Perhaps my plea comes a little bit late, now that Ruby already is
among the Tiobe top 20, but I think it is still worth some effort
to bring out the Ruby crystal more clearly.
[For a horror example, think of
the semantics of the switch statement in C.
- Historically (from the assembler point of view) it was logical
to have the option of omitting the break statement after a case,
but later it became a pain for generations of programmers.]
I am glad that some efforts towards “crystallization”
have already been happening:
For example, the use of parallel assignment is permitted in more places.
So as an example of what I think of in terms of syntax unification,
consider this:
Arrays are already very much integrated in the core syntax of Ruby,
but what about Hashes?
Given
def foo(a, b, c)
it is possible to call
array=[1,2,3]; foo(*array) # of course…
but why not
hash={:a=>1,:b=>2,:c=>3}; foo(**hash) # take any new symbol instead of
**
I mean, can we have a Hash-splat operator?

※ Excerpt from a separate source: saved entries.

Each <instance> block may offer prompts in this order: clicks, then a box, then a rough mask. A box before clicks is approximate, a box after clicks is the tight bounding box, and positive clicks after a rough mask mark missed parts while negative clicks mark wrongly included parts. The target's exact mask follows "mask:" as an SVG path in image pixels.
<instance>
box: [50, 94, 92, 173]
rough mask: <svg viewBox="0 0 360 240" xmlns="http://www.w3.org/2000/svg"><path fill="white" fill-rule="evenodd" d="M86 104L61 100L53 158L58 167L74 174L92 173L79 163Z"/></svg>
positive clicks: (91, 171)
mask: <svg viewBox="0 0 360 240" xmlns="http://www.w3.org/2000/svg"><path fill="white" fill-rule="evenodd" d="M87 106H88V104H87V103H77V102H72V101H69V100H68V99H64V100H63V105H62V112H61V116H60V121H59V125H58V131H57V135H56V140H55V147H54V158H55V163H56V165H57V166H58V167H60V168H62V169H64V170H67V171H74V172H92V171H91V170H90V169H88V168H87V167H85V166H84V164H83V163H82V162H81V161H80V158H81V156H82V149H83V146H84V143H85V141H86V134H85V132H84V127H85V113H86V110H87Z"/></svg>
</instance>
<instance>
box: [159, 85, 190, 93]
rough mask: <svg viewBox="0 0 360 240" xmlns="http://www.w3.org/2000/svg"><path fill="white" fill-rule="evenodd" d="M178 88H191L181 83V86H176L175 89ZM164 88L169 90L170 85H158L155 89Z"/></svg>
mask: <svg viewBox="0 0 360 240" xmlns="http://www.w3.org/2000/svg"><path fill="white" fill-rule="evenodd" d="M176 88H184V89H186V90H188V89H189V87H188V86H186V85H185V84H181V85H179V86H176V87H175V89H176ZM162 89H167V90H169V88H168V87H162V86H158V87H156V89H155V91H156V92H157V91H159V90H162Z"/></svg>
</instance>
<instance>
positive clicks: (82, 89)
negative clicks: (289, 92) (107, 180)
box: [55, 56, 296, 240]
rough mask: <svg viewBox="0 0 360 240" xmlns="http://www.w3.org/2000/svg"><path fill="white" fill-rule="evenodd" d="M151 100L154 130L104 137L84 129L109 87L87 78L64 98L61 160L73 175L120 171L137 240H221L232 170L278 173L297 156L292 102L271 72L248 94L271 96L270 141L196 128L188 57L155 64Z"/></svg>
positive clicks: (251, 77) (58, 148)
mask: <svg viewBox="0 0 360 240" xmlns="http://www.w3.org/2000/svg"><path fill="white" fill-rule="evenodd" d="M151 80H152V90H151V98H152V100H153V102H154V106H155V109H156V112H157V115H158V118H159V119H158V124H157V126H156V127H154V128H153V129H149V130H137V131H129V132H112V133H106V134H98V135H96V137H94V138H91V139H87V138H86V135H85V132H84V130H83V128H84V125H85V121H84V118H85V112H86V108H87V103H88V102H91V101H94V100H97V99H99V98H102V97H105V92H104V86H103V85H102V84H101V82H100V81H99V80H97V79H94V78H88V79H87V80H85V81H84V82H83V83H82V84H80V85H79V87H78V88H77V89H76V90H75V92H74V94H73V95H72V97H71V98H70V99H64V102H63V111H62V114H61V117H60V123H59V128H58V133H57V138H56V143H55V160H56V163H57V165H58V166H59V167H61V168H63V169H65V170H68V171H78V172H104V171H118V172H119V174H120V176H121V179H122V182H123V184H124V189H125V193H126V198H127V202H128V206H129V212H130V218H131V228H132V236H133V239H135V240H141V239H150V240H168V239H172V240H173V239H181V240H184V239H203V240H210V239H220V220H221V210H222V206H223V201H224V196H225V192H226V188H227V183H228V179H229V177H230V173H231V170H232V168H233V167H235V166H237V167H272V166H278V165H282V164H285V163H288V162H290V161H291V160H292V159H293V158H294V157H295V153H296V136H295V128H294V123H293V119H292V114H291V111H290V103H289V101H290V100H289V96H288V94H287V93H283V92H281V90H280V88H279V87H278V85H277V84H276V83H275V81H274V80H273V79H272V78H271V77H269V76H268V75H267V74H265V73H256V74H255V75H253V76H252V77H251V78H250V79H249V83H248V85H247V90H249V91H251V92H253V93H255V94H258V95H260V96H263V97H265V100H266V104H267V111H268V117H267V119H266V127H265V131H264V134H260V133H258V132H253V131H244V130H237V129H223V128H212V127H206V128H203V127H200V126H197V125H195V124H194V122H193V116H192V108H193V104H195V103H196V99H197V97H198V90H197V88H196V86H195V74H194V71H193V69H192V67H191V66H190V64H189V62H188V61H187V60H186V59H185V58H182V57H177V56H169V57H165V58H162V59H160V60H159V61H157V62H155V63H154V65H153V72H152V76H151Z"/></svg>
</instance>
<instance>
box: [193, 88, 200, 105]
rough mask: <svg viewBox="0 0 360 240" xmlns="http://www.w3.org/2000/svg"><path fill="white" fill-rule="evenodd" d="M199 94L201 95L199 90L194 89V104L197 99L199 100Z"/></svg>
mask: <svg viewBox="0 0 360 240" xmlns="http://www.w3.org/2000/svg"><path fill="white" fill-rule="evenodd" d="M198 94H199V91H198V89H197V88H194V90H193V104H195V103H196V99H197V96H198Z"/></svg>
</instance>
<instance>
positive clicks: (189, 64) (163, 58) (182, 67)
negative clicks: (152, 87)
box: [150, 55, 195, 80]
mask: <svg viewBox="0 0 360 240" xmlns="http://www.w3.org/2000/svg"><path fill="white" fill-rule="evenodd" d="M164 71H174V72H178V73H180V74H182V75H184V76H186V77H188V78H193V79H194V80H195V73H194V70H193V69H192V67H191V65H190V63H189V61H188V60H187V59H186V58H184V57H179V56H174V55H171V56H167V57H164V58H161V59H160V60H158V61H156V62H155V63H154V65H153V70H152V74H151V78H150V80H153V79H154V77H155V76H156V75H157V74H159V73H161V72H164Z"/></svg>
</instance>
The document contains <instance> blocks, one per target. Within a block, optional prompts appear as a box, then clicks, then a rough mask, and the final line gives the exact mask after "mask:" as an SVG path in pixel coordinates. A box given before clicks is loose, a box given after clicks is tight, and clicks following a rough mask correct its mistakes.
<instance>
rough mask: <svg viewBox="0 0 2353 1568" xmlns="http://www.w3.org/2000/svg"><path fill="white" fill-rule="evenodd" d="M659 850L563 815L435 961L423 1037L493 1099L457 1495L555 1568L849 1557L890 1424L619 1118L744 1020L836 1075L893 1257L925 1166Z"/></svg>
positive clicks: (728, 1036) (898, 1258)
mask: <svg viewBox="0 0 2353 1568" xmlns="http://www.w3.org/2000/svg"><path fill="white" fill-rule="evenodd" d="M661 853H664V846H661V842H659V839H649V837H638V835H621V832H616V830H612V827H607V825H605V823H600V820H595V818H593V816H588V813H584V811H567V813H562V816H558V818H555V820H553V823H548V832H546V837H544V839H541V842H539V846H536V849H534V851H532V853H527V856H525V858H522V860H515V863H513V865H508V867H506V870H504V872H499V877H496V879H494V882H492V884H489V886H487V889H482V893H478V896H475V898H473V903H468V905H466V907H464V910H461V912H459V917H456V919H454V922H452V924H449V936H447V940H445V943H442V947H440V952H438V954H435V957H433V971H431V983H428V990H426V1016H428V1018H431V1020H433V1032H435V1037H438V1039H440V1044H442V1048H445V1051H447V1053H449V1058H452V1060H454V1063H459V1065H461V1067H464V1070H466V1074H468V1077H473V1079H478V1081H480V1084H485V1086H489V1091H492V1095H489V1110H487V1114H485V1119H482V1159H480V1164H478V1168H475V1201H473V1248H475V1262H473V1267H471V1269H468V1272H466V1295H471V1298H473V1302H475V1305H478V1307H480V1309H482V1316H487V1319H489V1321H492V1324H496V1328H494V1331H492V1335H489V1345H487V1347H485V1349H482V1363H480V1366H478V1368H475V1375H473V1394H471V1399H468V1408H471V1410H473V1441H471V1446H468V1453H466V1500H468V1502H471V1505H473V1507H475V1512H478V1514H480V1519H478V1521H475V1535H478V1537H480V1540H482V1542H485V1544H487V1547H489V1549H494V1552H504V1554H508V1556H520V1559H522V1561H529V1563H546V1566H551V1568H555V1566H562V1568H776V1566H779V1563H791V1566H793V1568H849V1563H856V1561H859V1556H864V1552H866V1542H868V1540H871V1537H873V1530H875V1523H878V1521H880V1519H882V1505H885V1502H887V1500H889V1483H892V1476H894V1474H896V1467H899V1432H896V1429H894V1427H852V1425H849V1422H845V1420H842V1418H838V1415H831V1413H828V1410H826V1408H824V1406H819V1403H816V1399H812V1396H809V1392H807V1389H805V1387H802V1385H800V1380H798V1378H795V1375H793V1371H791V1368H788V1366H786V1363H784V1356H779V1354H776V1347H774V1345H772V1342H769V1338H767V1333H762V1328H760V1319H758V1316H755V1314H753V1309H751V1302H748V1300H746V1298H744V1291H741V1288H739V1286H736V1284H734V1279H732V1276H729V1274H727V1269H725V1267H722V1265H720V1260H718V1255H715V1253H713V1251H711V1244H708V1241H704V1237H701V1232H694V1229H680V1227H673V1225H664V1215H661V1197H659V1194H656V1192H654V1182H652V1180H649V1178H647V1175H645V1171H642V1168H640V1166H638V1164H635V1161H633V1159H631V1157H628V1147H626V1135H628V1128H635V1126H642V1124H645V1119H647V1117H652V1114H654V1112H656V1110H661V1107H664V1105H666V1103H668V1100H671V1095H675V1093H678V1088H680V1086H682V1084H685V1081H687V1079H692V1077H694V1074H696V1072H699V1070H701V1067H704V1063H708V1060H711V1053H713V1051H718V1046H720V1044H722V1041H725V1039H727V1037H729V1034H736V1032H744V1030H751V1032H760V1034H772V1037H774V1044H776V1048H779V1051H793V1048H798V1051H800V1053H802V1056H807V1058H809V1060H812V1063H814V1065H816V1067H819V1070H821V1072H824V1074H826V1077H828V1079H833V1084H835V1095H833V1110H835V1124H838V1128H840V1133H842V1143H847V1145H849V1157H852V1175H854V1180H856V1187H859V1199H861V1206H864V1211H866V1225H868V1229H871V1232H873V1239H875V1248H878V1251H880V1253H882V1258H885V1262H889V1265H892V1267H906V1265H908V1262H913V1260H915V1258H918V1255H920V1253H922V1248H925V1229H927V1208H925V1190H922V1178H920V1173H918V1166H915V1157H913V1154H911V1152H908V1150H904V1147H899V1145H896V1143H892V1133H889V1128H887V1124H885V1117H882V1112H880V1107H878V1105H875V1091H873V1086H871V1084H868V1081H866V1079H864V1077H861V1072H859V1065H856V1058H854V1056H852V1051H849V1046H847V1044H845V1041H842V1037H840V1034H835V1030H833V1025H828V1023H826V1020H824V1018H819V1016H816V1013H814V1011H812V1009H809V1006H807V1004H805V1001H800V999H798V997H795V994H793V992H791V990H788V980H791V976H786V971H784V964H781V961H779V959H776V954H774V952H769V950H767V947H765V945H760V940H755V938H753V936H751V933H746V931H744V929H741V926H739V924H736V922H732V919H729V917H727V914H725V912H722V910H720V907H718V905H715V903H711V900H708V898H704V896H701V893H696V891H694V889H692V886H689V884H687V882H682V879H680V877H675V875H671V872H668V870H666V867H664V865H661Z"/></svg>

Extend the notion of parallel assignment in
such a way that it not only operates with position
but with name?
Then it would be much more straightforward to use
named paramters (as in Rails).
Is this useful or crazy?
name = “Paul”
city = “Paris”
**hash = name, city
=> {:name=“Paul”,:city=“Paris”}
Of course, questions arise how to deal with unnamed values, …
But my point is “Closer integration of Hashes in the language”.
(And actually, order-preserving hashes would be a more suitable to do
that.)
OK, I got a bit carried away by this example,
the bottom line I was trying to make is:
just as already: every paramerter-list can be an array
let every paramter-list be useable like a hash.
And furthermore: simplification of proc/lambda/method/block.
Of course while/repeat simplification.